A new mutation that causes arrhythmogenic cardiomyopathy (ACM) has been identified by the UMC Utrecht in collaboration with the research group led by Eva van Rooij.
Scientists examined how this mutation affected cardiac muscle cells and learned something new about the disease’s underlying process.
This work, which was published today in Stem Cell Reports, may help pave the way for future therapies targeting ACM.
With the help of millions of working muscle cells, the heart is able to perform its vital pumping job. The ability of the individual cardiac muscle cells to interact with one another is crucial for ensuring that these contractions are carried out correctly.
So, it is essential that the cells that makeup heart muscle be in close proximity to one another. Desmosomes are complex protein structures that establish a bridge between heart cells and are present in a healthy heart.
Mutations in these genes may cause arrhythmogenic cardiomyopathy (ACM).
ACM is a progressive disease that is often passed down through families in which the heart doesn’t contract properly. Even though 1 in 5000 people will get ACM at some point in their lives, there is still a lot we don’t know about the disease, and there are no effective ways to treat it.
Sebastiaan van Kampen, the study’s first author, explains that when his team examined the genetic makeup of an ACM patient, they discovered a previously unrecognized mutation in the desmoplakin gene.
One of the genes involved in the development of desmosomes is called desmoplakin. Researchers grew heart muscle cells from the patient in the lab to find out what role this mutation played in the start of ACM.
“We compared these heart muscle cells to the same heart muscle cells in which we repaired the mutation using CRISPR/Cas9. The heart muscle cells that contained the mutation turned out to be less tightly connected,” the author adds.
The researchers also found that there are less ion channels in these cells. These channels are required for the action potential, a signal that causes contraction in cardiac muscle cells, to travel efficiently from one cell to the next. From this, they came to the conclusion that the new mutation can make patients get ACM.
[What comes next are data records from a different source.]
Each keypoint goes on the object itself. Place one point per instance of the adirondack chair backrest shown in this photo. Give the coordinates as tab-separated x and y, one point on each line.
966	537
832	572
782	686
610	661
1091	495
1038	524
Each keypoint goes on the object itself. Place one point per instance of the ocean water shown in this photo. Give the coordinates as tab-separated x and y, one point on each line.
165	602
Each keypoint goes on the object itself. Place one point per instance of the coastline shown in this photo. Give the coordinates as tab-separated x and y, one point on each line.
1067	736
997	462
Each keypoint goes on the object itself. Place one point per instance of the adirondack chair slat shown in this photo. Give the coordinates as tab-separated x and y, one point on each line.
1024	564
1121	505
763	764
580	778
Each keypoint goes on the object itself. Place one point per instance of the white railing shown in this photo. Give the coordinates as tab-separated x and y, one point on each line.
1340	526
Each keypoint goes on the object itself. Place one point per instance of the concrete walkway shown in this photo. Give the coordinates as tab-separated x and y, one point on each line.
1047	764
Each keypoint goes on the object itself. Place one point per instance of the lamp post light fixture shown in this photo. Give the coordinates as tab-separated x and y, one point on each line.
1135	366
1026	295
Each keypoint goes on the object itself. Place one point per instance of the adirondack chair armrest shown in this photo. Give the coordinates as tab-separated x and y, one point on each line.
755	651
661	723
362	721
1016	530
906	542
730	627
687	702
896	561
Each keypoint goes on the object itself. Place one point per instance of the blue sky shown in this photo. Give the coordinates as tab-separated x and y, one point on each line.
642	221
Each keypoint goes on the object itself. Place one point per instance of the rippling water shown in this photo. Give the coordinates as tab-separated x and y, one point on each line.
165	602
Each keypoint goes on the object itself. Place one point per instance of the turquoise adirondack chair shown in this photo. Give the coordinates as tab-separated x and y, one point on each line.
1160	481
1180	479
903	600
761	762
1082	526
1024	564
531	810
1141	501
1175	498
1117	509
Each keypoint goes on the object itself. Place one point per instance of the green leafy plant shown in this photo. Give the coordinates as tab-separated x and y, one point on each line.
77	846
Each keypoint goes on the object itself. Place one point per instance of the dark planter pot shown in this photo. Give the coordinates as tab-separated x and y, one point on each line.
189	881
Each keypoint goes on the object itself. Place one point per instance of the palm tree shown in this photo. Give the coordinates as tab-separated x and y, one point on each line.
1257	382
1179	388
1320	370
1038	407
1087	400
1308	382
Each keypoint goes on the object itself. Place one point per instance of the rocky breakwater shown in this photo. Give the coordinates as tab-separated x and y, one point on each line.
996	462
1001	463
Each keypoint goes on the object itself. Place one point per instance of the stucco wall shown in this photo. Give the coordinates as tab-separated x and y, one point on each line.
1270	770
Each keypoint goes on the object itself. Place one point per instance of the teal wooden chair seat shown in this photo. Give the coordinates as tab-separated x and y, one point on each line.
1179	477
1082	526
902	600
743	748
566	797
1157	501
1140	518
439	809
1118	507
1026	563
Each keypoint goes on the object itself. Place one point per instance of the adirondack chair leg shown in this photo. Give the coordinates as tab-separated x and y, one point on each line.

ACM can be caused by more than one change. Still, not much is known about what causes the disease in the first place.
To fix this, the researchers used the patient’s heart muscle cells that had been grown in a lab as a model for the disease. They found that the “diseased” cardiac muscle cells had higher levels of the protein PITX2, which is also partially to blame for the loss of desmosomes and ion channels.
Van Kampen says, when they “removed the protein from the diseased heart muscle cells, the levels of ion channels and desmosomal proteins in the cells of the patient showed a remarkable recovery.”
So, the PITX2 protein is a big reason why the mutated heart muscle cells are changing.
“Although we don’t know how the new mutation leads to increased levels of PITX2, we see the same happening in a second mutation,” remarks last author Eva van Rooij.
“It’s possible that increased levels of PITX2 lead to ACM in the context of many more mutations.”
So, it is important to do more research on these different mutations.